For interested parties, here is the Ghazal in Devanagri

http://www.anubhuti-hindi.org/anjuman/ibneinsha.htm

And here is a link to it in Roman

http://groups.google.com/group/alt....94ea?lnk=gst&q=insha+ji+utho#6f24ae23c43794ea


----------



## greatbear

QURESHPOR said:


> laal bhabuukaa literally means "red flame".The film "shu3le" could have been called "bhabuuke".
> 
> My dictionary gives the meaning of the word "bhabuukaa" as blaze/flame; ablaze/hot/glowing/furious/lovely



Yes, that's the literal meaning. There is also the quite-used verb "bhabhakna", which means to burn, to be ablaze, or sometimes to be smouldering.
(There is also the more often used "dhadakna", with almost the same meaning.)

Also, there's the word "bhabaki", which means a threat often given just for warning (not carried out). I wonder if it's related.


----------



## souminwé

Hmm, now I'm seeing a lot of synonyms. Bhabuuka, shu3l, lapaT. Bhabhakna, jhulasna, dahakna, tapna.

Is there any guide lines for when to use what?


----------



## Qureshpor

greatbear said:


> Yes, that's the literal meaning. There is also the quite-used verb "bhabhakna", which means to burn, to be ablaze, or sometimes to be smouldering.
> (There is also the more often used "dhadakna", with almost the same meaning.)
> 
> Also, there's the word "bhabaki", which means a threat often given just for warning (not carried out). I wonder if it's related.




Yes, "bhabaknaa" means "to burst into flame", "to catch fire", "to fly into a rage".
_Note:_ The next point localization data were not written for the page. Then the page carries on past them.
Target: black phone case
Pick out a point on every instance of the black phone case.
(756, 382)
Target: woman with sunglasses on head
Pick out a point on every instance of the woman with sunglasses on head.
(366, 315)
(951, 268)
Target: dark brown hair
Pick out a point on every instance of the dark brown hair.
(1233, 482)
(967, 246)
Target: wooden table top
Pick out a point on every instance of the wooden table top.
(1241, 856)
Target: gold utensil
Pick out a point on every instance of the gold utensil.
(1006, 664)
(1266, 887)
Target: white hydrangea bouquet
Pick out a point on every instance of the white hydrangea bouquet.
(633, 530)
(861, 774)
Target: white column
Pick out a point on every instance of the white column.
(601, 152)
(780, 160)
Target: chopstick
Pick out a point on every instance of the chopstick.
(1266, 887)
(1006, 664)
"bhabkii" (I don't believe it is related to above), is "threat/menaces"

"giidaR bhabkii" "bullying"/"empty threats"..."bhabkii denaa" "to bully/to threaten"
"giidaR bhabkiyoN meN aanaa" is "to feel jittery before a bully"

Is n't "dhaRaknaa" "beating of the heart"?


----------



## Qureshpor

souminwé said:


> Hmm, now I'm seeing a lot of synonyms. Bhabuuka, shu3l, lapaT. Bhabhakna, jhulasna, dahakna, tapna.
> 
> Is there any guide lines for when to use what?
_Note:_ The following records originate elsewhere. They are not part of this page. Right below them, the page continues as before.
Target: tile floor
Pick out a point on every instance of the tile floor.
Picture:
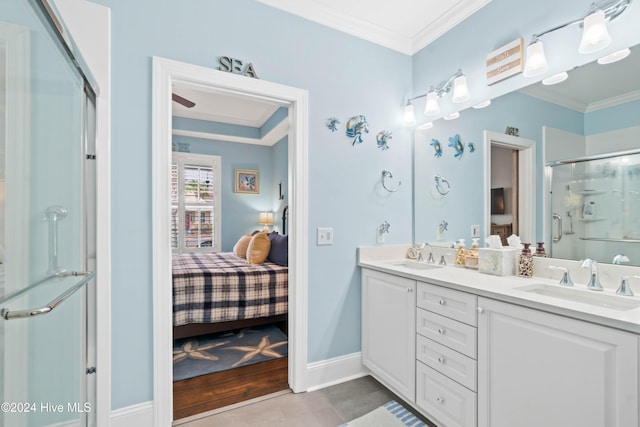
(328, 407)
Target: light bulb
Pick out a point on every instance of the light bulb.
(432, 108)
(536, 61)
(409, 114)
(594, 35)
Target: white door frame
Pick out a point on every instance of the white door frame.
(526, 180)
(165, 73)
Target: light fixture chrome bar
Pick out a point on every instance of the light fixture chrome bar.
(611, 8)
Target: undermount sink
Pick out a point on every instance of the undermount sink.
(598, 299)
(415, 265)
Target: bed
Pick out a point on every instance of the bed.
(220, 291)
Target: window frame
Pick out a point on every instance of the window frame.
(197, 160)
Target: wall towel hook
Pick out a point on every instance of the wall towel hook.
(442, 185)
(385, 175)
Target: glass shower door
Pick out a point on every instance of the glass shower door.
(594, 207)
(46, 181)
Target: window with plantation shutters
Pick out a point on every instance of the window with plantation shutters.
(195, 203)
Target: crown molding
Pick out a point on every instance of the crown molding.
(374, 33)
(444, 23)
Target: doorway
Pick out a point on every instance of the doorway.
(519, 154)
(165, 74)
(233, 356)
lapaT--apart from "flames", it means "sweet smell"
shu3lah/bhabuukaa--- flame
tapnaa-- to become hot/to glow/to burn with grief
jhulasnaa--to be burnt/scorched/singed


----------



## Qureshpor

souminwé said:


> This is phrase I bumped into in a dictionary. I thought it was just a Sanskritism at first, but no, apparently it's normal Hindi/Urdu. Is it actually used anymore? I found a few hits on google for the word in Hindi and about 1 in Urdu.
> 
> It seems to refer to being red in the face from anger? Not sure...
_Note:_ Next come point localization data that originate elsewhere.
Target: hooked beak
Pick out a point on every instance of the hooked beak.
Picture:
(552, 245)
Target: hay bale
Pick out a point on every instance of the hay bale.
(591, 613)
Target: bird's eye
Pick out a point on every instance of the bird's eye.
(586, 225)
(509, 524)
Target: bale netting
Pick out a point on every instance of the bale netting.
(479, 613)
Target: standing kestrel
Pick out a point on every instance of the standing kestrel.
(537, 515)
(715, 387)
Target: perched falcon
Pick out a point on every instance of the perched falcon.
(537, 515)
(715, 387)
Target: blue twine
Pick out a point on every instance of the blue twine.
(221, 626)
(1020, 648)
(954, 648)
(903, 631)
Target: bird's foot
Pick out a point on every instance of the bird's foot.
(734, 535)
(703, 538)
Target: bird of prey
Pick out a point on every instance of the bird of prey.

If you type in Urdu لال بھبوکا in Urdu, you will get 483 hits on google. I would say this word is common in both Urdu and Hindi.


----------



## greatbear

QURESHPOR said:


> Isn't "dhaRaknaa" "beating of the heart"?



Yes, it is; I said "dhadakna" (maybe it is dhadhakna? "d" as in "dariya" or "dh" as in "dhaar": I am not sure if the middle one is "d" or "dh"!)


----------



## greatbear

QURESHPOR said:


> "bhabkii" (I don't believe it is related to above), is "threat/menaces"
> 
> "giidaR bhabkii" "bullying"/"empty threats"..."bhabkii denaa" "to bully/to threaten"
> "giidaR bhabkiyoN meN aanaa" is "to feel jittery before a bully"
> 
> Is n't "dhaRaknaa" "beating of the heart"?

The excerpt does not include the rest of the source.